Message ID 1472528164-54296-7-git-send-email-zhihong.wang@intel.com (mailing list archive)
State Superseded, archived
Delegated to: Yuanhan Liu
Headers

Commit Message

Zhihong Wang Aug. 30, 2016, 3:36 a.m. UTC
  This patch reorders the code to delay virtio header write to optimize cache
access efficiency for cases where the mrg_rxbuf feature is turned on.
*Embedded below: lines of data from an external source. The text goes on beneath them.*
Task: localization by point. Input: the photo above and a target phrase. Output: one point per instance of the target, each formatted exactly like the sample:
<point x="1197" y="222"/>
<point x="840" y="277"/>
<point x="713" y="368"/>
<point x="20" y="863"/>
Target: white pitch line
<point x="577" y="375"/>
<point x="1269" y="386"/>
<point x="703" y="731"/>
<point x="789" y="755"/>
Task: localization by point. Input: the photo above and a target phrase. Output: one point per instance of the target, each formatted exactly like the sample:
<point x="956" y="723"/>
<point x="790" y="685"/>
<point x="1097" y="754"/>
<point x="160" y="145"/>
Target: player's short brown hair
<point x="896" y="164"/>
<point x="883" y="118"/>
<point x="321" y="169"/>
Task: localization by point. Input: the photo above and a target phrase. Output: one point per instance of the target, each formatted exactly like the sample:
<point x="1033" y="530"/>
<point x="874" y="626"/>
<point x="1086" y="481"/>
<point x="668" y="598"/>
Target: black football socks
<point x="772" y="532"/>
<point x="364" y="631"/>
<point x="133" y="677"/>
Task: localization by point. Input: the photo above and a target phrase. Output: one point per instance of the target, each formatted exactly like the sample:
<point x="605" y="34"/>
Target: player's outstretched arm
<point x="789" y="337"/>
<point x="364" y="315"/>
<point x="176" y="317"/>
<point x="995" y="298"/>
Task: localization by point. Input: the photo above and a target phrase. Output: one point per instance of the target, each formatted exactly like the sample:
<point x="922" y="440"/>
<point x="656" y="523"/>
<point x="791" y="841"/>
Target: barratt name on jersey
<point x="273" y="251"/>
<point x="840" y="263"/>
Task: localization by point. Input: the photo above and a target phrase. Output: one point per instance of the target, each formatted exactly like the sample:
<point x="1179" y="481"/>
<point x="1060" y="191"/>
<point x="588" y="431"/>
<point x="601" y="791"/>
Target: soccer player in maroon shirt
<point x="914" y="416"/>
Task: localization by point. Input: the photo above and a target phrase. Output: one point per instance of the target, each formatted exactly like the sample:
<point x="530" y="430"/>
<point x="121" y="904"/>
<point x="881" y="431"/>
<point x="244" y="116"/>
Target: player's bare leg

It
reduces CPU pipeline stall cycles significantly.

---
Changes in v3:

 1. Remove unnecessary memset which causes frontend stall on SNB & IVB.

 2. Rename variables to follow naming convention.

Signed-off-by: Zhihong Wang <zhihong.wang@intel.com>
---
 lib/librte_vhost/vhost_rxtx.c | 20 ++++++++++++++------
 1 file changed, 14 insertions(+), 6 deletions(-)
  

Patch

diff --git a/lib/librte_vhost/vhost_rxtx.c b/lib/librte_vhost/vhost_rxtx.c
index ddc7b21..fc5dc4a 100644
--- a/lib/librte_vhost/vhost_rxtx.c
+++ b/lib/librte_vhost/vhost_rxtx.c
@@ -196,6 +196,7 @@  enqueue_packet(struct virtio_net *dev, struct vhost_virtqueue *vq,
 	uint32_t mbuf_len;
 	uint32_t mbuf_avail;
 	uint32_t copy_len;
+	uint32_t copy_virtio_hdr;
 	uint32_t extra_buffers = 0;
 
 	/* start with the first mbuf of the packet */
@@ -210,12 +211,12 @@  enqueue_packet(struct virtio_net *dev, struct vhost_virtqueue *vq,
 	if (unlikely(!desc_addr))
 		goto error;
 
-	/* handle virtio header */
+	/*
+	 * handle virtio header, the actual write operation is delayed
+	 * for cache optimization, to reduce CPU pipeline stall cycles.
+	 */
 	virtio_hdr = (struct virtio_net_hdr_mrg_rxbuf *)(uintptr_t)desc_addr;
-	virtio_enqueue_offload(mbuf, &(virtio_hdr->hdr));
-	if (is_mrg_rxbuf)
-		virtio_hdr->num_buffers = extra_buffers + 1;
-
+	copy_virtio_hdr = 1;
 	vhost_log_write(dev, desc->addr, dev->vhost_hlen);
 	PRINT_PACKET(dev, (uintptr_t)desc_addr, dev->vhost_hlen, 0);
 	desc_offset = dev->vhost_hlen;
@@ -266,8 +267,15 @@  enqueue_packet(struct virtio_net *dev, struct vhost_virtqueue *vq,
 				goto error;
 		}
 
-		/* copy mbuf data */
+		/* copy virtio header and mbuf data */
 		copy_len = RTE_MIN(desc->len - desc_offset, mbuf_avail);
+		if (copy_virtio_hdr) {
+			copy_virtio_hdr = 0;
+			virtio_enqueue_offload(mbuf, &(virtio_hdr->hdr));
+			if (is_mrg_rxbuf)
+				virtio_hdr->num_buffers = extra_buffers + 1;
+		}
+
 		rte_memcpy((void *)(uintptr_t)desc_addr,
 				rte_pktmbuf_mtod_offset(mbuf, void *,
 					mbuf_len - mbuf_avail),